Devlin saltó al volante y encendió el motor. Se asomó por la ventanilla.
—Una cosa, señor Garvald, ¿verdad que no me seguirá ahora la policía militar?
—¿Cómo le voy a hacer eso, muchacho? —sonrió Garvald.
Golpeó el costado del camión con la mano—. Hasta mañana por la noche. Repita el viaje. A la misma hora y en el mismo sitio, y le traeré otra botella de Bushmills.
Devlin salió a la noche y Sammy Jackson y Reuben cerraron las puertas. Desapareció la sonrisa de Garvald.
—Ahora está en manos de Freddy.
—¿Y si le pierde de vista? —preguntó Reuben.

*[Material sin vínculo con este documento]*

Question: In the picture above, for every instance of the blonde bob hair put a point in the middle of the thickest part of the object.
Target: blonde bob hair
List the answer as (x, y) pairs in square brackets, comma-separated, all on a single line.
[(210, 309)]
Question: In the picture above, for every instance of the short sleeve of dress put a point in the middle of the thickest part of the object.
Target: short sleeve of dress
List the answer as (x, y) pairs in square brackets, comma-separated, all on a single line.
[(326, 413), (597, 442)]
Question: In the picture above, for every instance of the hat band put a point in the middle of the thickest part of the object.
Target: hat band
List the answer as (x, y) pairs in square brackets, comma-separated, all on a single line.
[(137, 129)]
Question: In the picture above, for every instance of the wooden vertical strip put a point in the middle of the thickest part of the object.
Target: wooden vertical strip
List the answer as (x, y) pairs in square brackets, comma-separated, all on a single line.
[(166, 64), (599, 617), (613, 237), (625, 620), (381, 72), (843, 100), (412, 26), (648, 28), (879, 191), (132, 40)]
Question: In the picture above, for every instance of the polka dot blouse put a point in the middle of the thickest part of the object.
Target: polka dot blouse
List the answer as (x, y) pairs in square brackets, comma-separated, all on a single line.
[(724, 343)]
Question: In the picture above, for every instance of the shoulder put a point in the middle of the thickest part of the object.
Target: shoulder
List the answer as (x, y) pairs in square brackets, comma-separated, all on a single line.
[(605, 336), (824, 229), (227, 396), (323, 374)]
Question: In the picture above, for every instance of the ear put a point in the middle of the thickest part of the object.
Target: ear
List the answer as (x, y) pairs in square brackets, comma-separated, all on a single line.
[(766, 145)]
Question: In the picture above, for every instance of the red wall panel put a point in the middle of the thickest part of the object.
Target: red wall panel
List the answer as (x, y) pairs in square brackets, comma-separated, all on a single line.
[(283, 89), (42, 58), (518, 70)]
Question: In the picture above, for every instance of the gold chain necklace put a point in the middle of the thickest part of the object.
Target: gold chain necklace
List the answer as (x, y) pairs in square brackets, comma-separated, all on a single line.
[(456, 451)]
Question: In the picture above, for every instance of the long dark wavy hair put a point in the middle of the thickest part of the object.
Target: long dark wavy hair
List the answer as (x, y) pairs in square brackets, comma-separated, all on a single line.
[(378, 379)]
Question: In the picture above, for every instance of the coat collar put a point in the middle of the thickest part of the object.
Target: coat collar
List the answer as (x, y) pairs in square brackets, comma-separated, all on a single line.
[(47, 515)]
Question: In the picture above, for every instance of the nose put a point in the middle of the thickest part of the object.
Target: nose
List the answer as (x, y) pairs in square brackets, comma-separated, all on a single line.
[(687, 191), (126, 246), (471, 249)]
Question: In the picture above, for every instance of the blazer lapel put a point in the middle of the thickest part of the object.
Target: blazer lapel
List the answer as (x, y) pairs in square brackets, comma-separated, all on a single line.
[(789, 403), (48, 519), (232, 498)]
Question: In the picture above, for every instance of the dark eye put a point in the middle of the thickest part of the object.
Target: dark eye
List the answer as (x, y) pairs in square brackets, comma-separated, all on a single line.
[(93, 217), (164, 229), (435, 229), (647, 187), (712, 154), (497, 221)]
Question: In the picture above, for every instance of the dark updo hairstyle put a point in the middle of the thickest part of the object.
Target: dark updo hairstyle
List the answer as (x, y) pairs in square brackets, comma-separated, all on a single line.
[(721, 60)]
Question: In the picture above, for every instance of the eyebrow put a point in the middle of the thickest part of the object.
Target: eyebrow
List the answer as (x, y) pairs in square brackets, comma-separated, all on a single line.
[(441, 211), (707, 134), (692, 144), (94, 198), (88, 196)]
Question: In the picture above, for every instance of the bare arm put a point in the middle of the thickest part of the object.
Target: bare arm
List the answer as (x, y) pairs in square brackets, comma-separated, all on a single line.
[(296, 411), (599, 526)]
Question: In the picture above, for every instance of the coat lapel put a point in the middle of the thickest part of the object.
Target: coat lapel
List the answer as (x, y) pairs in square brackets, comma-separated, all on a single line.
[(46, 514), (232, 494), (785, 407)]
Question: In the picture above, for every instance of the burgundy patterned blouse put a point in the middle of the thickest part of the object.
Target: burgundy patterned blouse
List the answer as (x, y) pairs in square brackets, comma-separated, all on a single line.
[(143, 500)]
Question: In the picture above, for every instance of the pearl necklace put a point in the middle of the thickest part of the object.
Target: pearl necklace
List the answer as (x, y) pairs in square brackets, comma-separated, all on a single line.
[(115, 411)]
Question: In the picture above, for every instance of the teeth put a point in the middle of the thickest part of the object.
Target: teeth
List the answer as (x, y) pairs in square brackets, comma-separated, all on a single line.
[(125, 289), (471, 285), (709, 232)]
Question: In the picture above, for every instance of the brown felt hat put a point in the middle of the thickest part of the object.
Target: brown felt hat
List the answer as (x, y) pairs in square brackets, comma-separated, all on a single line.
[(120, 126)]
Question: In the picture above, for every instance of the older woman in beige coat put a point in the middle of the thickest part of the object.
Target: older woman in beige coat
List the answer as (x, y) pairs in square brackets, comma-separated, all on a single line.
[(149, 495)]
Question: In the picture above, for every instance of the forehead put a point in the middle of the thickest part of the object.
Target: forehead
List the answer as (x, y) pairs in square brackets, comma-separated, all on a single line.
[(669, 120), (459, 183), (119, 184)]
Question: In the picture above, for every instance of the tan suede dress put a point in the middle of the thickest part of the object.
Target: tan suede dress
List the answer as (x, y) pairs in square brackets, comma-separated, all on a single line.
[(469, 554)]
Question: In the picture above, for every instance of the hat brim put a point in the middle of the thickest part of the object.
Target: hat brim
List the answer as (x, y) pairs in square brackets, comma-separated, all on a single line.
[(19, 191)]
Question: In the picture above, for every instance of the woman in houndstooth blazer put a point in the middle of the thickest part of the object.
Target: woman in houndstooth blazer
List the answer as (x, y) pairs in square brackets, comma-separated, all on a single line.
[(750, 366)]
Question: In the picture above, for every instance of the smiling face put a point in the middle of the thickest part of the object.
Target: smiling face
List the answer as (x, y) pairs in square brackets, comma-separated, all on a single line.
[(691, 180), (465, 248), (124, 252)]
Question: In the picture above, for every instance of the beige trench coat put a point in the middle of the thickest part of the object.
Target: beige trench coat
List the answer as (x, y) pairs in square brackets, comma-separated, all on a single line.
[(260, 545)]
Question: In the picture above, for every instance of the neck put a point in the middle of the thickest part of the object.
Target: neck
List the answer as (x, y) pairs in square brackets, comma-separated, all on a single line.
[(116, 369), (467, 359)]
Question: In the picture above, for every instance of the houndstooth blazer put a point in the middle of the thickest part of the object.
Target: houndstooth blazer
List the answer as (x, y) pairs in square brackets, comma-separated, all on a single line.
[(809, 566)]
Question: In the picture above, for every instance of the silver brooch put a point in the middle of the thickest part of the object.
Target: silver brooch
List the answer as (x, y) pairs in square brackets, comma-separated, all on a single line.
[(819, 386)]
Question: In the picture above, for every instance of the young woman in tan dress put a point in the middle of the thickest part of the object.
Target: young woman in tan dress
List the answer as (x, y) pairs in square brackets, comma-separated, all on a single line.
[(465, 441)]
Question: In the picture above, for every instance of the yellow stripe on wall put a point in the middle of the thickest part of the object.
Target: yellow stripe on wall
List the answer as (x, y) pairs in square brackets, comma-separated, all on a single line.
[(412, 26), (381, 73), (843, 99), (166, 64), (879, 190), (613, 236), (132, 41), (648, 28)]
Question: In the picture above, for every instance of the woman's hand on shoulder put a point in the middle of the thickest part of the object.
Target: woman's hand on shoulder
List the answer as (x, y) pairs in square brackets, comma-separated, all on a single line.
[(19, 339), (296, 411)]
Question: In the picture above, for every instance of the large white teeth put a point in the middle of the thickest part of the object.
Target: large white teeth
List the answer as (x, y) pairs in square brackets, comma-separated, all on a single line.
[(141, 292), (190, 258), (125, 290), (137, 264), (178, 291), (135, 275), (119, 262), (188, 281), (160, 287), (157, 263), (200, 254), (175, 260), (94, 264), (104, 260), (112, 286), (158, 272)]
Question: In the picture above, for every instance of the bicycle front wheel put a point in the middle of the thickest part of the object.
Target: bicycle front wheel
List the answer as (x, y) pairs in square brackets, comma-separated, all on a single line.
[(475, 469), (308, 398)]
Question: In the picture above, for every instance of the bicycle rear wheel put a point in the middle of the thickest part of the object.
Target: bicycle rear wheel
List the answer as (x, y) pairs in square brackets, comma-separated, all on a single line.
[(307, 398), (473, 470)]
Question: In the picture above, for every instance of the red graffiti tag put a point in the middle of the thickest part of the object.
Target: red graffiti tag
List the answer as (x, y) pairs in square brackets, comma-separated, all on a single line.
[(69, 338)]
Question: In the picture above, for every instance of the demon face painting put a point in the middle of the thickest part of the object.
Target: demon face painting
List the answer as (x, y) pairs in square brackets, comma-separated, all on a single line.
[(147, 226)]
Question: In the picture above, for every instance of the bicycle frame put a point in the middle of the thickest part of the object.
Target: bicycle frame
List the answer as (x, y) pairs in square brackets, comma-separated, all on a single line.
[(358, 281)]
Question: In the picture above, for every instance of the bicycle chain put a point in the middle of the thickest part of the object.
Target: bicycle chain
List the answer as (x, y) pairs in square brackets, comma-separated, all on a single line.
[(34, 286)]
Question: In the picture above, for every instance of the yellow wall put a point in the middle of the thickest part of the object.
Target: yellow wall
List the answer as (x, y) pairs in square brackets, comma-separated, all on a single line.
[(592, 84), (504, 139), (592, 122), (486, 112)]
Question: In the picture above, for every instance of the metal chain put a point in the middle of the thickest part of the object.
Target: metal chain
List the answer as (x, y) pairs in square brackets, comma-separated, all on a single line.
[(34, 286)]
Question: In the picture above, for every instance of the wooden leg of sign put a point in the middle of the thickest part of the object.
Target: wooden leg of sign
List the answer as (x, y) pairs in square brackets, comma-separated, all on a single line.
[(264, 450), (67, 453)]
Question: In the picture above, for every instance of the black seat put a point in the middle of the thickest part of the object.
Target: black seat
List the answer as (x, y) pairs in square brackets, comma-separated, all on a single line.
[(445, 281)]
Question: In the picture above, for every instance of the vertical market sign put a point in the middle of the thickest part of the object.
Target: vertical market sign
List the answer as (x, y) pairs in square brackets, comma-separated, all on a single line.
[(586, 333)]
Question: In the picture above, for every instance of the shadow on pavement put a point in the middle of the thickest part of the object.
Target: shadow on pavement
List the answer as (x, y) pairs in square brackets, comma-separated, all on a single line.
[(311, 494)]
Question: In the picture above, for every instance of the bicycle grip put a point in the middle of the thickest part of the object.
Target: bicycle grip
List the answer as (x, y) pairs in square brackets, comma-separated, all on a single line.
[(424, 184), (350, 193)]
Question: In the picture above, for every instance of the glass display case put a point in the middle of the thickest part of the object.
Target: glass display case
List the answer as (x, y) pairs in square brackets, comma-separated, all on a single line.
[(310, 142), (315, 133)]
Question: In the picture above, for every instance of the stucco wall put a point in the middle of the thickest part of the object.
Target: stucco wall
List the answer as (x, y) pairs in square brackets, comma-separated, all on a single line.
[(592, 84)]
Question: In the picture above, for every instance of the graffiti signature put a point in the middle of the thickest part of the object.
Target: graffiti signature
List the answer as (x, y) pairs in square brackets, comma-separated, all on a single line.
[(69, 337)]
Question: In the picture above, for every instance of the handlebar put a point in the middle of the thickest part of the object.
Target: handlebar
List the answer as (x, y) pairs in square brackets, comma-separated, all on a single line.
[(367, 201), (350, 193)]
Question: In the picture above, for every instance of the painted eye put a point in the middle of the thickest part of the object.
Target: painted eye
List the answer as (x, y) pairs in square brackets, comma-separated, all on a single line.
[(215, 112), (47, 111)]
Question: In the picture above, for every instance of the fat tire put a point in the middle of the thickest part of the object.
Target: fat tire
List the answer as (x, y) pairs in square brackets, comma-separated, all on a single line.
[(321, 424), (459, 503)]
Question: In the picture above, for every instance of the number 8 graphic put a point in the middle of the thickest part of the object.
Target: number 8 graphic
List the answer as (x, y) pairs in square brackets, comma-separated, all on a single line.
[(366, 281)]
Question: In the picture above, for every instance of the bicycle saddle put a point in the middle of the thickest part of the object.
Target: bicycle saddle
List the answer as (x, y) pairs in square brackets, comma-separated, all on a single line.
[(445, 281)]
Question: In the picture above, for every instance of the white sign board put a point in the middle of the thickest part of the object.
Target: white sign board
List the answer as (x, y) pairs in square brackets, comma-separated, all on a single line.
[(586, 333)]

—Entonces será mañana por la noche —le dijo Garvald acariciándole la cara—. ¿Dónde está el coñac que trajiste?
—¿Perderle? —preguntó Jackson—. ¿A ese renacuajo? Por Cristo, ni siquiera debe de ser capaz de encontrar el baño de los hombres si no se le indica con la mano.
Se rió estruendosamente.
Devlin, quinientos metros más adelante, advirtió las luces suaves detrás. Era el vehículo que había partido de un costado de la carretera un poco antes, en el momento en que él cruzaba con el camión. Tal como esperaba.
A la izquierda del camino distinguió un viejo molino en ruinas y frente a él, un terreno abierto. Apagó todas las luces, giró y entró despacio y sin luces hasta detenerse. El otro vehículo continuó derecho a mayor velocidad. Devlin saltó del camión, se fue a la parte trasera del Bedford y le quitó la bombilla a la luz de atrás. Volvió a subir, giró en redondo por la carretera y sólo volvió a encender las luces cuando regresaba a Norman Cross.
Quinientos metros más allá de Fogarty giró a la derecha y entró en un camino secundario, la B-660, que le llevó a través de Holme y le permitió, quince minutos después, detenerse en Doddington a reponer la bombilla. Volvió a la cabina, sacó la licencia y la llenó a la luz de una linterna. Tenía el sello oficial de una unidad estacionada cerca de Birmingham y la firma del comandante, un tal mayor Thrush. Garvald lo había previsto todo. Bueno, no todo. Devlin sonrió y llenó la línea que indicaba destino con una base de radar de la RAF en Sheringham, quince kilómetros más allá de Hobs End siguiendo la costa.
Se sentó tras el volante y continuó la marcha. Primero Swaffham y después Fakenham. Lo había planeado cuidadosamente en el mapa. Se reclinó en el asiento y avanzó despacio. Las luces no le permitían avanzar más rápido, tapadas como estaban. Pero eso no le importaba.
Tenía todo el tiempo del mundo. Encendió un cigarrillo y se preguntó qué estaría pensando Garvald.
Poco después de medianoche llegó al patio exterior de la granja en Hobs End. El viaje había resultado completamente tranquilo, pese a que había seguido casi siempre las carreteras principales. No se había cruzado más que con un puñado de vehículos en todo el trayecto. Llevó el Bedford hacia el viejo establo que estaba al borde del pantano, abrió las puertas azotado por la lluvia y entró el camión.
Sólo había un par de ventanas redondas a la altura del altillo.
Resultó fácil cerrarlas completamente. Encendió dos lámparas de parafina, bombeó el líquido hasta conseguir la cantidad de luz suficiente, salió afuera para verificar que no se viera nada, volvió a entrar y se quitó el impermeable.
Tardó media hora en descargar el camión. Bajó la BSA y el compresor gracias a la vieja rampa móvil. Dejó los bidones en un rincón y los cubrió con lonas. Luego lavó el camión y, una vez limpio, sacó los papeles y la cinta engomada que había comprado previamente y se dedicó a cubrir los cristales. Lo hizo todo metódicamente, muy concentrado. Terminó, volvió a la casa y se comió una porción del pastel de ternera y de la leche que le había traído Molly.